Time series of climatic data

To represent spatial variation in temperature and precipitation as reliably as possible, we combined a high-resolution data set for precipitation of the European Alps51 with the global temperature data set provided by Worldclim (www.worldclim.org). We downscaled average monthly precipitation sums from the 5 km resolution to 100 m using ordinary krigging with elevation as covariable, and monthly mean, minimal and maximal temperatures using the methods applied in Dullinger et al.15. To adjust the temperature values (averages of 1950–2000) to the time interval of the precipitation data (1970–2005) we used the E-OBS climate grids (available online www.ecad.eu/download/ensembles/download.php). The resulting grids defined the spatial pattern of climatic variation in the Alps.

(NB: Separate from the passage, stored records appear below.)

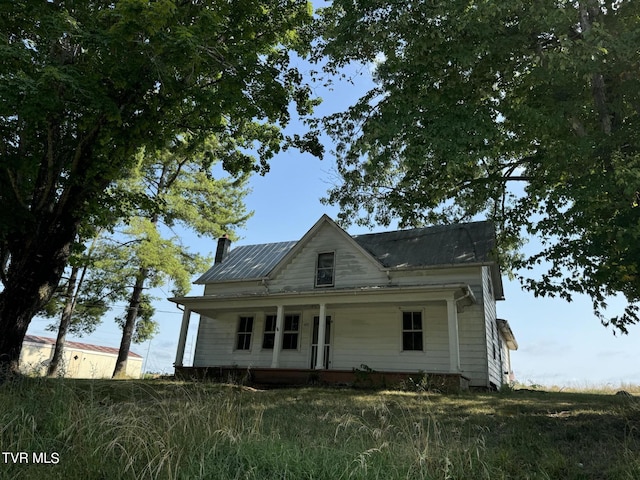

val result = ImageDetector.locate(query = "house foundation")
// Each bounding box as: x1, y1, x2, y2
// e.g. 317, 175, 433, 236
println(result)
175, 366, 470, 392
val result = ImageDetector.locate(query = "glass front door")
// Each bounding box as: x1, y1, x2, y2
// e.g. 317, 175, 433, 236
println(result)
310, 315, 331, 370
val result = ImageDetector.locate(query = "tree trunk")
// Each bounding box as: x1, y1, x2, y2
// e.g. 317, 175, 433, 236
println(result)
47, 267, 80, 377
112, 268, 149, 378
0, 214, 78, 380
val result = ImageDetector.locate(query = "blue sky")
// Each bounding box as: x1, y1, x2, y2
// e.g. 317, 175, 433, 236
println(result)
28, 47, 640, 388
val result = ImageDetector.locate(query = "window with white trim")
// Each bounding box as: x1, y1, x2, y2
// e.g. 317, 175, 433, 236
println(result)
316, 252, 335, 287
402, 312, 423, 351
282, 314, 300, 350
236, 317, 253, 350
262, 315, 278, 349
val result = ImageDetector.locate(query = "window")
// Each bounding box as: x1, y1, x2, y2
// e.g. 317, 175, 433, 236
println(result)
402, 312, 423, 350
236, 317, 253, 350
316, 252, 335, 287
282, 315, 300, 350
262, 315, 277, 348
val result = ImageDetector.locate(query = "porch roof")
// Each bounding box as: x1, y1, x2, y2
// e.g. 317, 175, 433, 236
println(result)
169, 283, 476, 315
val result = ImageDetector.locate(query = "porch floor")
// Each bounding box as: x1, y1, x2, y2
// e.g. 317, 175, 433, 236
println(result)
175, 366, 469, 392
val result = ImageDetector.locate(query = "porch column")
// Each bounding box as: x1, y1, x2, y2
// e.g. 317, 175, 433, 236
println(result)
271, 305, 284, 368
447, 297, 460, 373
316, 303, 327, 370
173, 307, 191, 367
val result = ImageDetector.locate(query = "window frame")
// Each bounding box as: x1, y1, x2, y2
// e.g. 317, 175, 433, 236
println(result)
400, 309, 426, 353
233, 314, 256, 352
314, 251, 336, 288
262, 313, 278, 350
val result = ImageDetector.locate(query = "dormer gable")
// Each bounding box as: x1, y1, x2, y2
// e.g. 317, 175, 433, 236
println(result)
268, 215, 387, 290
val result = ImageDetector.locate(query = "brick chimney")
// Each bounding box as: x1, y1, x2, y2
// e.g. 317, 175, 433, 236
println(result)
215, 233, 231, 265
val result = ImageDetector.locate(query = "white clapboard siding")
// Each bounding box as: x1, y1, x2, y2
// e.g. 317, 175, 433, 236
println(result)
482, 267, 502, 388
458, 284, 487, 386
269, 224, 387, 292
194, 301, 487, 385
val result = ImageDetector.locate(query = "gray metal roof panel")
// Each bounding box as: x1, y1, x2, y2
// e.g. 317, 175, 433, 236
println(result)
195, 221, 495, 284
195, 242, 298, 284
353, 222, 495, 268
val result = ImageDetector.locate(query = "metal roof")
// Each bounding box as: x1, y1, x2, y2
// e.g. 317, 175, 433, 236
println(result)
195, 241, 298, 283
353, 221, 495, 268
195, 221, 495, 284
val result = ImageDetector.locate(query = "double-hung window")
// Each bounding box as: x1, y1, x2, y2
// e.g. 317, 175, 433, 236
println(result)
316, 252, 335, 287
236, 317, 253, 350
282, 314, 300, 350
262, 315, 277, 348
402, 312, 423, 350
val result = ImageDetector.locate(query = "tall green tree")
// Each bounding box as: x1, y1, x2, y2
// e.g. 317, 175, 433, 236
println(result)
318, 0, 640, 332
40, 231, 114, 377
0, 0, 319, 373
110, 134, 250, 377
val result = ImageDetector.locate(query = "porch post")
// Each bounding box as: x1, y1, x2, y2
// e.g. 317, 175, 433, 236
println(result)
447, 296, 460, 373
316, 303, 327, 370
173, 307, 191, 367
271, 305, 284, 368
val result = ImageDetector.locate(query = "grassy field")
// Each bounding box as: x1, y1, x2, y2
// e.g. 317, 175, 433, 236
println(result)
0, 379, 640, 480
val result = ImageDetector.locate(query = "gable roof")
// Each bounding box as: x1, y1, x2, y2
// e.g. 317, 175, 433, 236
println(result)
269, 213, 382, 278
195, 215, 499, 284
194, 241, 298, 284
24, 335, 142, 358
353, 221, 495, 268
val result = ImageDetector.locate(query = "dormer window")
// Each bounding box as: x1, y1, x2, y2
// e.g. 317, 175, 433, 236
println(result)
316, 252, 335, 287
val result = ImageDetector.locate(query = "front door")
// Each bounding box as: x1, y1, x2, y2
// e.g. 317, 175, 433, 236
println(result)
311, 315, 331, 370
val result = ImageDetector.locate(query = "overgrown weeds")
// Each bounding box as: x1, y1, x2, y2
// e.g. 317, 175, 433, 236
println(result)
0, 379, 640, 480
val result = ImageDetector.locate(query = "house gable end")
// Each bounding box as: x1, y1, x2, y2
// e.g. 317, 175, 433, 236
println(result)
269, 215, 387, 291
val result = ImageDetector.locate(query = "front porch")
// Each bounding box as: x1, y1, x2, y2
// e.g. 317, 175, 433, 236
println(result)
175, 366, 470, 392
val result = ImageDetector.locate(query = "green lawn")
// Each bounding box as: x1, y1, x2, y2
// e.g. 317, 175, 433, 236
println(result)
0, 379, 640, 480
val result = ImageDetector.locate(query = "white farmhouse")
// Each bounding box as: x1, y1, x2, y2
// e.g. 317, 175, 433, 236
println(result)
171, 215, 517, 389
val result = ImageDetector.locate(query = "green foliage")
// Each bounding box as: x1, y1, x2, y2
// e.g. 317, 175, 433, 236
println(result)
0, 0, 321, 360
318, 0, 640, 332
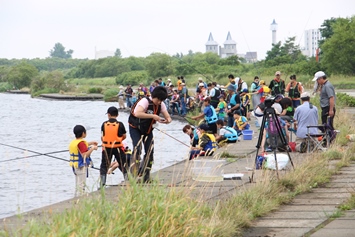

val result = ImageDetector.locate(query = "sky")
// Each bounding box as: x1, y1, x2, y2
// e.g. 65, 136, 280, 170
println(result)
0, 0, 355, 60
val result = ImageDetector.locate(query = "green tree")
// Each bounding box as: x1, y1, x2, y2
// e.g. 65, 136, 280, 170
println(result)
49, 43, 74, 58
321, 16, 355, 75
6, 62, 38, 89
115, 49, 122, 58
146, 53, 174, 78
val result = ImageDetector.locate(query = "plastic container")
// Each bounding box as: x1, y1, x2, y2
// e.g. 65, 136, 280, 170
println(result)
191, 159, 226, 182
242, 130, 254, 140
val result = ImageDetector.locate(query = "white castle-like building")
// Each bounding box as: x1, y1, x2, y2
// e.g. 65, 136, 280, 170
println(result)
205, 31, 257, 62
302, 29, 323, 57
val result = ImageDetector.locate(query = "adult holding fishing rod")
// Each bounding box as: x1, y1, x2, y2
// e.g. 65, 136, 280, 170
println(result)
128, 86, 172, 183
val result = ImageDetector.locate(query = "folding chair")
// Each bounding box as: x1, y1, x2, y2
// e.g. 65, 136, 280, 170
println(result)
307, 124, 329, 153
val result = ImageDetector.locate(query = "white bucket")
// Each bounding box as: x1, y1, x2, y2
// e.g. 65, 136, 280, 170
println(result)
191, 159, 226, 182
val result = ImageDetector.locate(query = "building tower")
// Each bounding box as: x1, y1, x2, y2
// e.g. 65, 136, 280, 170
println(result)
205, 33, 218, 54
270, 19, 277, 44
220, 31, 237, 58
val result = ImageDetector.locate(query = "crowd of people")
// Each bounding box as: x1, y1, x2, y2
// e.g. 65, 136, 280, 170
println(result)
69, 71, 336, 194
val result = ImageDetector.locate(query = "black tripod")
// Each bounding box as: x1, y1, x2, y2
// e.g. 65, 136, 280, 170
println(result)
250, 103, 295, 182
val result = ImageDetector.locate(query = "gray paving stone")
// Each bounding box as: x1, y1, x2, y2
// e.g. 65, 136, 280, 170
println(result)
242, 227, 312, 237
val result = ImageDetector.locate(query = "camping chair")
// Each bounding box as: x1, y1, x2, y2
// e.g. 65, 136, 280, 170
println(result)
306, 125, 329, 153
307, 117, 340, 152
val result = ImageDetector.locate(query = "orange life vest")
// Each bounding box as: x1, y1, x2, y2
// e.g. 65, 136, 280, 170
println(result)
102, 121, 123, 148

To add temporal variation, i.e., to create a time series of this pattern across the entire study period, we downscaled the gridded data set CRU52 for the Alpine arc from the original 0.5° resolution to 100 × 100 m for the years 1900–2014 by applying the change factor method53 as used in Zimmermann et al.54 and Dullinger et al.15. CRU includes minimum, maximum and mean monthly temperatures and monthly precipitation sums. Grids of these variables were first subtracted from the monthly averages of the years 1970–2005 of the same CRU data. Subsequently, these differences were spatially interpolated to a resolution of 100 × 100 meters. The resulting difference grids were then subtracted or added to the spatial pattern of temperature and precipitation derived from the Isotta et al.51 and Worldclim data as described above. Finally, we calculated thereof an annual time series of all 19 bioclimatic variables provided by Worldclim (www.worldclim.org/bioclim).

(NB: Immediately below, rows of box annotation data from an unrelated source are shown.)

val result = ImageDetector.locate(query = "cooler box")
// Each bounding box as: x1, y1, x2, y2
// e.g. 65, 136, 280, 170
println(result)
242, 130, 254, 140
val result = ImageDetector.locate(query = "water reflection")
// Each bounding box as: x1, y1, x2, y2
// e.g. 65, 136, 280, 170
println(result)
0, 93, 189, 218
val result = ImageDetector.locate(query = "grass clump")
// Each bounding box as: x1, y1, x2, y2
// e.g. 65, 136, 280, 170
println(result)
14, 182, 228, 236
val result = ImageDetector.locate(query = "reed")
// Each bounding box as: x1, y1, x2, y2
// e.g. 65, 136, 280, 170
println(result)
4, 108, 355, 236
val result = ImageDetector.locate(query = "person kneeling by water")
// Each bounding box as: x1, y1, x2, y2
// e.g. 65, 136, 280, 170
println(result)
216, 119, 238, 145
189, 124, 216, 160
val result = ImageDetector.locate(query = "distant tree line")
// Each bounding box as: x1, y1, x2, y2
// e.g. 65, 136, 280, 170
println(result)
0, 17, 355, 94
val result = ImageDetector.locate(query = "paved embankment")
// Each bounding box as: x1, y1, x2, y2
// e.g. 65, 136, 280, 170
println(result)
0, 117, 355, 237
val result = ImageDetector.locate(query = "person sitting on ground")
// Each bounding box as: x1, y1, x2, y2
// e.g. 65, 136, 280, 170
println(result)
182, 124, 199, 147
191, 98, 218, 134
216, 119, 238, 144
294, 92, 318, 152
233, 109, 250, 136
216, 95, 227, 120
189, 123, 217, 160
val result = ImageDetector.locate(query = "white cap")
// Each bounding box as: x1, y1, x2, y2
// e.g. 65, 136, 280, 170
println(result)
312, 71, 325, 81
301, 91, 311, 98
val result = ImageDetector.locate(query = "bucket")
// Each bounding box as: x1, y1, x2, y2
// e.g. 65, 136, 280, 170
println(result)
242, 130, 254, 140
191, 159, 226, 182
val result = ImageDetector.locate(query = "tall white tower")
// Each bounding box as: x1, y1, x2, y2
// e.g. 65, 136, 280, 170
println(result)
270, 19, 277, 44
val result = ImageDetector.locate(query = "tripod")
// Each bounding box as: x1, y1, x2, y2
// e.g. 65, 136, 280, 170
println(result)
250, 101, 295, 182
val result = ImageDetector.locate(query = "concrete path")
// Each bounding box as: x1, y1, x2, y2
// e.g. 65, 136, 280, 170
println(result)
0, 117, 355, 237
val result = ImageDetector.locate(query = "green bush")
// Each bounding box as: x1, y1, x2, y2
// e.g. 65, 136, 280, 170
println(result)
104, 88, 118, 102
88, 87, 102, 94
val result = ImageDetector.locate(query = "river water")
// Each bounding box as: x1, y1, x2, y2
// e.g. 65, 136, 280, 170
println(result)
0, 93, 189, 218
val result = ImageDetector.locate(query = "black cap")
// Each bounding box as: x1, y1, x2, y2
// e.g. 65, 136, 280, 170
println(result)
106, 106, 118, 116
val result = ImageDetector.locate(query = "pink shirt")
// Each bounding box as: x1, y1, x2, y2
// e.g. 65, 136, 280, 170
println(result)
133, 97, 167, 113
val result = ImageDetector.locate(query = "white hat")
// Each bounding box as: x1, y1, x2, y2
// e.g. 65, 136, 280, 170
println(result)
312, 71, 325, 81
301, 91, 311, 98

Species distribution models

We selected three climatic variables as predictors for the SDMs. We limited the number of variables to three to avoid model overfitting, in particular of the regression based modeling algorithms55. The three variables should represent the climatic conditions experienced by plants both during the vegetation period and in winter, and they should not be overly strongly correlated56. Based on this reasoning we chose the following variables: minimum temperature of the coldest month which is related to frost risk during winter; mean temperature of the warmest quarter which indicates available thermal energy during the vegetation period; and precipitation of the warmest quarter, related to risk of drought during the vegetation period. We note that many species are not exposed to low winter temperature because they are protected by snow. However, as snow cover is strongly determined by topography in alpine terrain57, combining frost risk and topographical descriptors (see below) in a multivariate model is ecologically meaningful. For each plot we calculated the average of each variable for the ten years preceding the historical and recent survey, respectively (Supplementary Data 1).

To represent topography, which has as strong effect on snow accumulation, melt out times, and solar radiation income in mountainous terrain42, we further used inclination and exposition of the plots as measured in the field (both in degrees). Finally, to account for the fact that many mountain plants are bound to either calcareous or siliceous substrates, we included a map of calcareous soils15 (in %; Supplementary Data 1) as further predictor into the models. These three additional variables were assumed to have remained unchanged between historical sampling and re-surveys.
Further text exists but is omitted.